Automorphism of a cyclic group can be completely determined by the image of the generators.
Let $f:C_n\to C_n$ be an automorphism and $C_n=\langle a\rangle$ then $|f(a)|=|a|=n$. Hence $C_n=\langle f(a)\rangle$. Since the number of generators of $C_n$ is exactly $\varphi (n)$, you have exactly $\varphi (n)$ choices for $f(a)$.
Therefore, $\operatorname{Aut}(C_n)\cong U(n)$.

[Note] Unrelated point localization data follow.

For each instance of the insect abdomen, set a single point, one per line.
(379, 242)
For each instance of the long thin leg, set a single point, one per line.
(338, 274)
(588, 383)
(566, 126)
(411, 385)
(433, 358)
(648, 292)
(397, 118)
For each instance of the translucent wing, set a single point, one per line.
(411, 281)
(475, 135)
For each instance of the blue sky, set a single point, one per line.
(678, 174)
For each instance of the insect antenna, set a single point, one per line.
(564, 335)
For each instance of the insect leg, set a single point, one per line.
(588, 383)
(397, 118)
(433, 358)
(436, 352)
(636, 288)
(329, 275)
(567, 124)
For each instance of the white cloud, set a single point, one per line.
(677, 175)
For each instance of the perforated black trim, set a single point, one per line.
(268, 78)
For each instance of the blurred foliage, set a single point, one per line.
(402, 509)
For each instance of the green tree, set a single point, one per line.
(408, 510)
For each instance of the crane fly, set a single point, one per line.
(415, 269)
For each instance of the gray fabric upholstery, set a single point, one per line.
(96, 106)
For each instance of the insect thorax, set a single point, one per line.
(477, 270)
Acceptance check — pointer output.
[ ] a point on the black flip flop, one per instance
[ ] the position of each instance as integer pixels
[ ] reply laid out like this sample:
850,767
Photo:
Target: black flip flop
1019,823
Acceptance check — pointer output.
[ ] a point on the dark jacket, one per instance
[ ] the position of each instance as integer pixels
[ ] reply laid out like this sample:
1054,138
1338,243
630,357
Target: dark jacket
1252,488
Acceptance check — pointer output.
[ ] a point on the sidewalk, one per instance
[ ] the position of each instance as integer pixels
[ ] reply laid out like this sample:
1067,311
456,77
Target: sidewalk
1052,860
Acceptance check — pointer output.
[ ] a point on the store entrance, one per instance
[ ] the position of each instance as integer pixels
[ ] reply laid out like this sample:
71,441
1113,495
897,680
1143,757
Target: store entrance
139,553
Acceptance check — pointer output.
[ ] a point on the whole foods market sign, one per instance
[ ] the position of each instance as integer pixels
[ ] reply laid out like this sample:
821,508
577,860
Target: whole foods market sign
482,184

Let $f\colon\mathbb{Z}_n\rightarrow\mathbb{Z}_n$ be a homomorphism, then it is already uniquely defined by $f(1)$ as using the property of a homomorphism yields: $$f(m)=f(\underbrace{1+\ldots+1}_{m\;\text{times}}) =\underbrace{f(1)+\ldots+f(1)}_{m\;\text{times}} =m\cdot f(1).$$ For the group homomorphism $f_k\colon\mathbb{Z}_n\rightarrow\mathbb{Z}_n,f_k(1)=k\;\text{or}\;1\mapsto k$ to be invertible (and therefore be an automorphism), $k$ has to be invertible in $\mathbb{Z}_n$ (the inverse automorphism is then $f_{k^{-1}}$) and $(\mathbb{Z}_n,+,0)\rightarrow(\mathbb{Z}_n^\times,\cdot,1),k\mapsto f_k$ is an isomorphism (the inverse is $f\mapsto f(1)$), which yields: $$\operatorname{Aut}(\mathbb{Z}_n)\cong\mathbb{Z}_n^\times.$$ In particular, using $160=32\cdot 5=2^5\cdot 5$ and using the Chinese remainder theorem (See here) we get: $$\operatorname{Aut}(\mathbb{Z}_{160})\cong\mathbb{Z}_{160}^\times \cong\mathbb{Z}_{32}^\times\times\mathbb{Z}_5^\times \cong\mathbb{Z}_2\times\mathbb{Z}_4\times\mathbb{Z}_8,$$ where $\mathbb{Z}_p^\times\cong\mathbb{Z}_{p-1}$ for an odd prime $p$ and $\mathbb{Z}_{2^k}^\times\cong\mathbb{Z}_2\times\mathbb{Z}_{2^{k-2}}$ were used.